C'est alors que les gens ont commencé à les appeler "Chichi", en signe de respect. Lorsque la première génération de Chichis a grandi, le mot est devenu un terme plus général pour décrire les femmes locales.
Il y a quatorze ans, Mme Israël a commencé à fabriquer de petites chichis en papier mâché pour les touristes. La demande a fait boule de neige et a conduit à la création d'une usine d'art, où les visiteurs peuvent la voir à l'œuvre, ainsi que de plusieurs boutiques et points de vente. On lui a demandé de créer de grands chichisto pour célébrer leur importance dans la culture de Curaçao, notamment une figure colorée à l'extérieur de l'hôtel Renaissance Wind Creek, portant un maillot de bain peint de motifs de fleurs tropicales. Les clients sont souvent vus perchés sur ses genoux.
"Mes Chichis sont très joyeuses et capturent la racine de la vérité, a déclaré Israël. En ce qui concerne la positivité du corps, je pense qu'elles sont grandes et belles. Cela ne veut pas dire qu'elles ne sont pas sportives ou qu'elles ne mangent pas sainement. Elles ont leur propre beauté. Pour moi, elles représentent la fierté nationale, mais aussi la guérison. Curaçao est encore en train de guérir de son passé. Son histoire est lourde. Toutes ces pensées me traversaient l'esprit lorsque j'ai eu une idée qui, selon moi, pourrait fonctionner : une sculpture qui célébrerait la volupté, les femmes de Curaçao et leur héritage."
Après être passée du statut d'immigrée en difficulté à celui d'artiste à succès dans son nouveau pays d'origine, Mme Israël a décidé de rendre la pareille en apprenant aux femmes sans emploi de son quartier à fabriquer et à peindre leurs propres chichis, un processus en 12 étapes qui nécessite dix paires de mains. Fonctionnant comme une sorte de coopérative d'artistes, cette opportunité leur donne la possibilité de gagner leur propre argent, de travailler à domicile et de choisir leurs propres horaires pour s'adapter aux obligations familiales.

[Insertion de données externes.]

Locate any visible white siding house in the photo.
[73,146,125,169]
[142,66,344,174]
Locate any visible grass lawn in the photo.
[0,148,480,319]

Comme on pouvait s'y attendre, l'île de vacances n'est pas sortie indemne de la pandémie actuelle de Covid-19. La coopérative de Mme Israël dépendait des touristes pour 80 % de ses revenus. Mais elle vient de lancer une idée de crowdfunding pour créer une nouvelle "Chichi XXXL" extra-large, qui attire l'attention sur les charmes de Curaçao grâce à des illustrations de ses plus belles attractions - dont le lieu de saut de falaise très prisé de Playa Forti - ainsi que de la flore et de la faune indigènes comme les dauphins, les colibris et les fleurs de cayenne. Les gens peuvent voir Israël et les autres artistes faire des séances de peinture en direct sur la sculpture tous les mercredis à différents endroits, ou regarder le livestream.
"Nous allons déplacer la Chichi XXXL autour de l'île pendant un an, car nous voulons montrer au monde à quel point notre île est belle", a déclaré Israël, expliquant que la nouvelle Chichi sera donnée à la ville de Willemstad pendant trois ans après sa tournée d'un an. "En attendant, le crowdfunding aide à remettre nos peintres au travail et nous permet d'embaucher de nouveaux peintres, afin de fournir un revenu supplémentaire à la communauté locale qui en a vraiment besoin."
Angelique Martina, une artiste de Curaçao qui fabrique des Chichis avec Israël depuis plusieurs années, croit également fermement à l'importance de ces figures comme symbole de la force féminine. "Pour moi, les sculptures Chichi représentent tous les membres de la famille qui sont des femmes fortes. Nous sommes intelligentes, nous pouvons travailler dur, nous prenons soin de nos enfants, nous prenons des responsabilités - nous sommes géniales !" a déclaré Martina.